12.10 More on creating and manipulating masks
12.10.1 Arguments of make.mask
The usage statement for make.mask
is included as a reminder of various options and defaults that have not been covered in this vignette. See ?make.mask
for details.
make.mask (traps, buffer = 100, spacing = NULL, nx = 64, ny = 64,
type = c("traprect", "trapbuffer", "pdot", "polygon",
"clusterrect", "clusterbuffer", "rectangular", "polybuffer"),
poly = NULL, poly.habitat = TRUE, cell.overlap = c("centre",
"any", "all"), keep.poly = TRUE, check.poly = TRUE,
pdotmin = 0.001, random.origin = FALSE, ...)
12.10.2 Mask attributes saved by make.mask
Mask objects generated by make.mask
include several attributes not usually on view. Use str
to reveal them. Three are simply saved copies of the arguments ‘polygon’, ‘poly.habitat’ and ‘type’, and ‘covariates’ has been discussed already.
The attribute ‘spacing’ is the distance in metres between adjacent grid cell centres in either x- or y- directions.
The attribute ‘area’ is the area of a single grid cell in hectares (1 ha = 10000 m2, so area = spacing2 / 10000; retrieve with attr(mask, 'area')
).
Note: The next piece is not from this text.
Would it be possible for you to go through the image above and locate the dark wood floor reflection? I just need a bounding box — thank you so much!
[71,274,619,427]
Use the function maskarea
to find the total area of all mask cells; for example, here is the area in hectares of the clipped Waitarere possum mask.
maskarea(clippedmask)
[1] 205.06
The attribute ‘boundingbox’ is a 2-column dataframe with the x- and y-coordinates of the corners of the smallest rectangle containing all grid cells.
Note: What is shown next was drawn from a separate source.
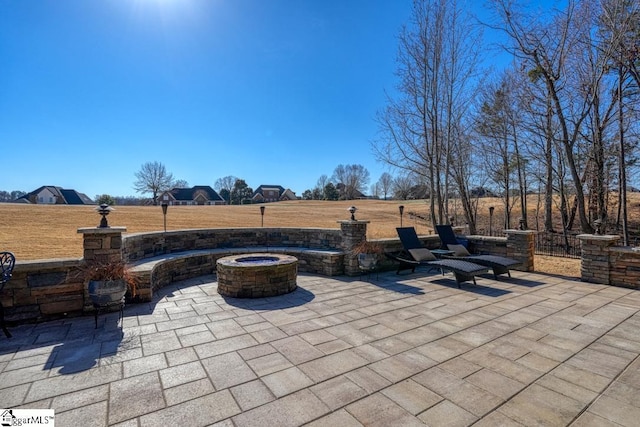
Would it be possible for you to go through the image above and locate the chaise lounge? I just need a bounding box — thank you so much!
[387,227,489,288]
[432,225,522,280]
The attribute ‘meanSD’ is a 2-column dataframe with the means and standard deviations of the x- and y-coordinates. These are used to standardize the coordinates if they appear directly in a model formula (e.g., D ~ x + y).
12.10.3 Linear habitat
Models for data from linear habitats analysed in the package secrlinear (Efford, 2024) use the class ‘linearmask’ that inherits from ‘mask’. Linear masks have additional attributes ‘SLDF’ and ‘graph’ to describe linear habitat networks. See [secrlinear-vignette.pdf] for details.
12.10.4 Dropping points from a mask
If the mask you want cannot be obtained directly with make.mask
then use either subset
(batch) or deleteMaskPoints
(interactive; unreliable in RStudio). This ensures that the attributes are updated properly. Do not simply extract the required points from the mask dataframe by subscripting ([
).
12.10.5 Multi-session masks
Fitting a SECR model to a multi-session capthist requires a mask for each session. If a single mask is passed to secr.fit
then it will be replicated and must be appropriate for all sessions. The alternative is to provide a list of masks, one per session, in the correct order; make.mask
generates such a list from a list of traps objects. See Chapter 14 for details.
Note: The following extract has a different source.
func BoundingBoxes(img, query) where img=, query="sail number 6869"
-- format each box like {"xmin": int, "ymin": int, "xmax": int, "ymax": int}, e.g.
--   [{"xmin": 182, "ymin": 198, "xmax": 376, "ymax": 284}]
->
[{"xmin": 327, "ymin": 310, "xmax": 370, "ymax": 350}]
12.10.6 Artificial habitat maps
Function randomHabitat
generates somewhat realistic maps of habitat that may be used in simulations. It assigns mask pixels to ‘habitat’ and ‘non-habitat’ according to an algorithm that clusters habitat cells together. The classification is saved as a covariate in the output mask, from which non-habitat cells may be dropped entirely (this was used to generate the green habitat background in Fig. 12.7 b).
12.10.7 Mask vs raster
Mask objects have a lot in common with objects of the RasterLayer S4 class defined in the package raster (Hijmans, 2023a) and the SpatRaster class defined in the package terra (Hijmans, 2023b). However, they are much simpler: no projection is specified and grid cells must be square.
A mask object may be exported as a RasterLayer using the raster
method defined in secr for mask objects. This allows you to nominate a covariate to provide values for the RasterLayer, and to specify a projection.
A mask object may also be exported as a SpatRaster using the rast
method defined in secr for mask objects. See here for an example in which terra functions are used to smooth a mask covariate before returning it to the mask.
Inappropriate mask spacing is a common source of problems. Model fitting can be painfully slow if the mask has too many cells. Choose the spacing (cell size) as described in Grid cell size. A single mask for widely scattered clusters of traps should drop cells from wide inter-cluster spaces (set ‘type = trapbuffer’).